The January 2010 issue of EPIDEMIOLOGY contained a spate of papers about our trade’s fixation with relative measures of risks – amongst others, the odds ratio in case-control studies. This continuing discussion remains a source of profound wonder. Our fixation with the odds ratio in case-control studies has its origin in Cornfields 1951 paper  in which he proposed the “rare disease assumption” to turn the odds ratio into a relative risk. For all intents and purposes, this approach should have been buried 30 years ago after the publication of Miettinen’s “Estimation and Estimability in Case-Referent Studies”.
The quantity that we calculate from case-control studies was not always known as the odds ratio; neither was the “rare disease assumption” inevitable. In the discussion section of their 1950 case-control study on smoking and lung cancer, Doll and Hill wrote  – a year before Cornfield:
“If it can be assumed that the patients without carcinoma of the lung who lived in Greater London at the time of their interview are typical of the inhabitants of Greater London in regard to their smoking habits, then the number of people in London smoking different amounts of tobacco can be estimated. Ratios can be obtained between the number of patients seen with carcinoma of the lung and the populations at risk who have smoked comparable amounts of tobacco.”
These ratios are not actual risks, they wrote, but are proportional to those risks. Upon dividing these ratios, Doll and Hill presented relative risks as a direct estimate, without the rare disease assumption. Just imagine that if Cornfield had had his flash of insight a few years later. Doll and Hill’s approach might have become the landmark example. Then, to teach and explain case-control studies, we might have used “density sampling” as the most natural thing in the world. In “density sampling” the ratio of exposed vs. non-exposed persons in the control group stands for a ratio of exposed vs. unexposed person-years from which cases emerge (and not for the proportion of exposed or unexposed persons who do not become diseased at the end of a fixed follow-up). Epidemiology could have developed without the rare disease assumption. This is not a mere flight of fancy: the quantity that was described in words by Doll and Hill is called a “pseudo-rate” in the 2009 edition of by Rothman, Greenland and Lash, with a similar rate ratio calculation as the basis for understanding case-control studies (page 113).

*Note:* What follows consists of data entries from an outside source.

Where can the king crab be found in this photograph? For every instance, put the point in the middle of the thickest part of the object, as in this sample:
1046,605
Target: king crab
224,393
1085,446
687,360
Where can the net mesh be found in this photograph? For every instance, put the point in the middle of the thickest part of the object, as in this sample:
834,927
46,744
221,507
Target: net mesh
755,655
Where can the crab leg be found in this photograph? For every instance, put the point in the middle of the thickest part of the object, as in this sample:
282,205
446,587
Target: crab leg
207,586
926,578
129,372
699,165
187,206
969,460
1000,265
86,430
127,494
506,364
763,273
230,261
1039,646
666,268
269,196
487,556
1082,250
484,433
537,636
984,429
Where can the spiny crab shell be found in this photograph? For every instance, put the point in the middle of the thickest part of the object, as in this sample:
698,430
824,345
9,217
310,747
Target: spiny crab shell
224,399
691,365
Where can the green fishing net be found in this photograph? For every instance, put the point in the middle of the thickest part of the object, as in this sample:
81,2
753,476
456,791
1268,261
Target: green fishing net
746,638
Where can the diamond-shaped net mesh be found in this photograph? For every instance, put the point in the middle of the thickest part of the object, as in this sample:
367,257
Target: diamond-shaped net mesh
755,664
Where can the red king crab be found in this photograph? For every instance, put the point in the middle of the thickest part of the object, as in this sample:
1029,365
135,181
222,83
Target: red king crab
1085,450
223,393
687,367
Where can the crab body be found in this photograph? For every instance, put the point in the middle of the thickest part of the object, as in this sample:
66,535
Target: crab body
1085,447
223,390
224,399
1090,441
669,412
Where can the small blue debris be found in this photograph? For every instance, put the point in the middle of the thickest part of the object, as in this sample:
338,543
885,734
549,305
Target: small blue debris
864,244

Since the 1980s, the different meanings of the odds ratio in diverse sampling situations have been refined in numerous papers and textbooks. Yet, this has failed to influence the practice of epidemiology. In a recent overview, we found that authors overwhelmingly prefer the term “odds ratio” in case-control studies, without any further interpretation; the few times that authors try to explain what their odds ratios mean, they make errors . More surprisingly, a large number of textbooks still uses Cornfield’s 1951 teaching of the rare-disease assumption as if nothing happened over the past half century (list of textbooks and detailed results in ). In a personal discussion, one textbook author defended this practice, saying he felt that the rare-disease assumption was still the easiest way to explain case-control studies: any audience would immediately grasp it, without further background knowledge.

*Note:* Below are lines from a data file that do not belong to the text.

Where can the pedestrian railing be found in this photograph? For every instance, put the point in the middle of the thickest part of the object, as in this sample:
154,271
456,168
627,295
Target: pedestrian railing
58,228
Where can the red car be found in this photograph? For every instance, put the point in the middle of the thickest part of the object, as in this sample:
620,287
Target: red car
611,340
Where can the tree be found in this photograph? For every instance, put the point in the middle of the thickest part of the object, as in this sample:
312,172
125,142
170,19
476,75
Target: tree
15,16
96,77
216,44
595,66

Granted, Cornfield’s 1951 paper was an enormous leap forward, and should be credited for making a first step in statistically formalizing case-control studies and making them credible. Doll and Hill never formalized what they did. Yet, why do we still use Cornfield’s teaching to explain case-control studies? A colleague who took the Distance Learning Programme at the London School of Hygiene and Tropical Medicine was told to use the long- antiquated reasoning to pass the basic course exam; the insights that have been developed over the past three decades would count as wrong answers. Granted again, to comprehend why an odds ratio can be a rate ratio, a risk ratio or a prevalence odds ratio (or any other terminology that you fancy), necessitates some basic knowledge about open vs. closed cohorts (dynamic vs. fixed populations, if you prefer those terms).

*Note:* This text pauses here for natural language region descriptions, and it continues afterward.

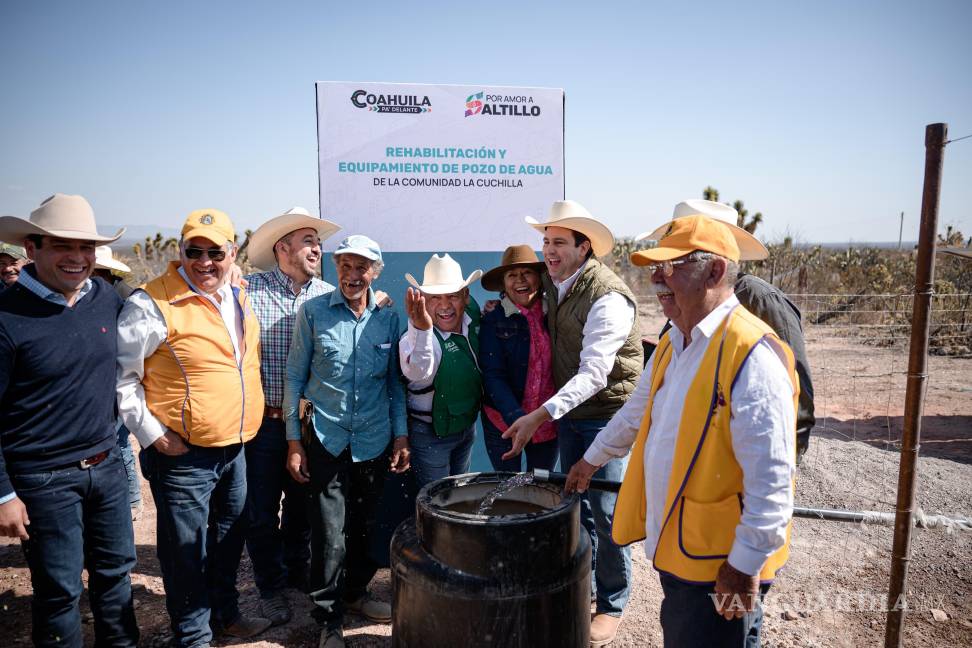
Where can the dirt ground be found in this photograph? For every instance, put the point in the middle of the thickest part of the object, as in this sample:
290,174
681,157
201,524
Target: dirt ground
834,588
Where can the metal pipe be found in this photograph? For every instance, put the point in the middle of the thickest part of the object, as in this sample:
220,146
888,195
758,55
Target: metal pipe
935,137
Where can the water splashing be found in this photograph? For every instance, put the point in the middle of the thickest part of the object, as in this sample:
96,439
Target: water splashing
521,479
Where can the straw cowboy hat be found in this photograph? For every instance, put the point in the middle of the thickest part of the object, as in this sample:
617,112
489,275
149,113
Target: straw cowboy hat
573,215
750,249
106,261
60,216
260,249
443,276
514,256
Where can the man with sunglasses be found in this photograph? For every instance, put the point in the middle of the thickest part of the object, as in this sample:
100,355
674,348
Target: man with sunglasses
189,390
711,429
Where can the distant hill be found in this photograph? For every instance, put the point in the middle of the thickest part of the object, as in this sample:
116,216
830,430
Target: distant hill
136,234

My diagnosis is that we persevere with our odds-ratio fixation in case-control studies because of deficient teaching in our basic epidemiology courses. It must be possible to set up teaching modules that explain incidence rates in open populations, without needing much more than high-school algebra. If such teaching exists in some “Epidemiology 101”, please tell the epidemiologic community, because it makes the bridge to “density sampling” immediate and natural. Density sampling in an open population is the basis of comprehension of case-control studies. Further refinements about the rarely-applied nested or case-cohort designs in closed cohorts  can be left to advanced courses. Thus, we might once-and-for-all replace the odds ratio and rare-disease assumption with knowledge that has existed already for more than 30 years!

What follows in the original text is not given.